O menino, o jovem, o adulto que não admite ser impedido de obter o que deseja, mesmo que o que deseja seja uma pessoa que tem direito à sua opinião. A noção de um machismo pesadíssimo, onde as abordagens de sedução são já de si abusadoras, mas que, quando não obtêm o que é desejado, isso não é tolerado e a postura imediata é de ofendido. Não conseguem “a bem”, conseguem de outra forma. Ter amigos que pensam o mesmo e a porta é aberta para caminhos sem limites, sem respeito, sem um pingo de humanidade.
O filme inicia fazendo uma dedicatória a duas pessoas. Baseado em fatos verídicos? Parece. Naquelas fotos podemos pensar em quantas meninas e mulheres, passaram e passam pelo mesmo.

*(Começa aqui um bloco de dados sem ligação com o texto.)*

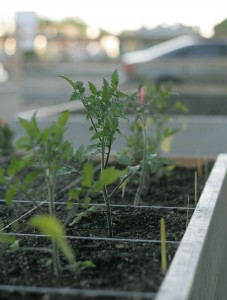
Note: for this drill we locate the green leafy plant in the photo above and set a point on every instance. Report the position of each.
(6, 138)
(152, 108)
(103, 108)
(44, 153)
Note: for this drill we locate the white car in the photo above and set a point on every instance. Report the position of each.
(180, 60)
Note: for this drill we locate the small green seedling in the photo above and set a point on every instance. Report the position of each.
(151, 105)
(103, 108)
(44, 153)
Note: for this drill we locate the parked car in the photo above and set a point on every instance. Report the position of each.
(184, 59)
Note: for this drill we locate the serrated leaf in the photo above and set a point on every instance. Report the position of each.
(68, 151)
(86, 263)
(10, 193)
(80, 154)
(75, 193)
(87, 201)
(92, 88)
(63, 118)
(107, 177)
(66, 170)
(124, 160)
(115, 79)
(88, 174)
(52, 227)
(6, 238)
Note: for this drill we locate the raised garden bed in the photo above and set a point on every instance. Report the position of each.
(130, 251)
(130, 263)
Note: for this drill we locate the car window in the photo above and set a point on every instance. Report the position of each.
(200, 51)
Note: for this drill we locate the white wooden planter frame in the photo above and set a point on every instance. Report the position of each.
(199, 268)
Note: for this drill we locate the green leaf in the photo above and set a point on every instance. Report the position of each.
(10, 193)
(16, 165)
(66, 170)
(80, 154)
(87, 201)
(115, 79)
(107, 176)
(88, 174)
(6, 238)
(24, 143)
(68, 151)
(92, 88)
(124, 160)
(52, 227)
(86, 263)
(75, 193)
(30, 177)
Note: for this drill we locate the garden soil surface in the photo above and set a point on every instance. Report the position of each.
(128, 264)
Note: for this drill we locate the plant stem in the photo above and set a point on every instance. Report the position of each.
(143, 169)
(105, 194)
(108, 212)
(50, 185)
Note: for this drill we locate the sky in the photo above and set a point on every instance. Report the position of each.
(118, 15)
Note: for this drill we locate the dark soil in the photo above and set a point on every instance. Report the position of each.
(131, 262)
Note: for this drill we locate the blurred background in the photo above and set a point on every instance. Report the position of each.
(88, 40)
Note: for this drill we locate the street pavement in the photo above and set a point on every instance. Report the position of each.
(40, 86)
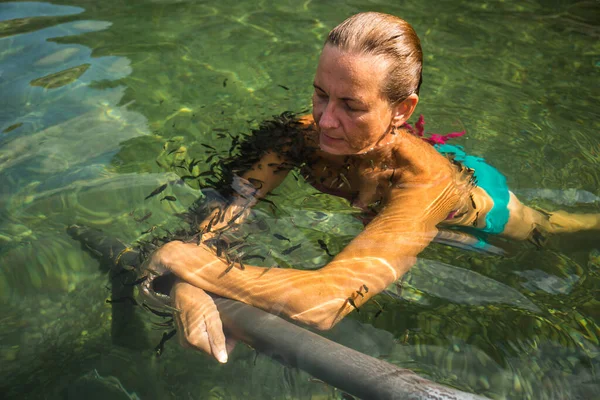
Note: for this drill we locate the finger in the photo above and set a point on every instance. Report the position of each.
(216, 337)
(190, 321)
(194, 330)
(230, 344)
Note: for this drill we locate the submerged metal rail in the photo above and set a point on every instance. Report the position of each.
(348, 370)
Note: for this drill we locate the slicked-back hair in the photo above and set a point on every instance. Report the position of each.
(378, 34)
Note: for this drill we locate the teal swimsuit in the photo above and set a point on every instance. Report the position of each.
(490, 180)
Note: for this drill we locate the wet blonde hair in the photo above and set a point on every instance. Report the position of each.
(379, 34)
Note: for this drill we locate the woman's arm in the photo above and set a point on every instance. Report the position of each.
(381, 254)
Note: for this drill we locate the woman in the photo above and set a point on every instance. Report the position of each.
(366, 88)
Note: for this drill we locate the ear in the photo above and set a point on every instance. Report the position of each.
(402, 111)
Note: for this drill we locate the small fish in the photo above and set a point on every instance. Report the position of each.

Trilha sonora que faz lembrar os filmes japoneses de animação, roteiro com alguma fantasia, bem típica dos filmes indianos, com alguns vazios de continuidade. Alguns atores um pouco exagerados na sua dramaticidade, alguns com pouca dramaticidade. E alguns atores sensacionais. Um final bem ao jeito do “bollywood” indiano. Mas não impede que a alma fique e permaneça inquieta. Como é infelizmente normal nas mulheres deste planeta. Vejam porque é preciso ver e saber, mas aviso que muita poeira vai soltar dentro da sua alma.
Ana Santos, professora, jornalista
Informações sobre o filme:
Sinopse: Depois que sua filha é abusada sexualmente em uma festa, uma mãe furiosa começa a destruir a vida dos quatro criminosos que fugiram em liberdade.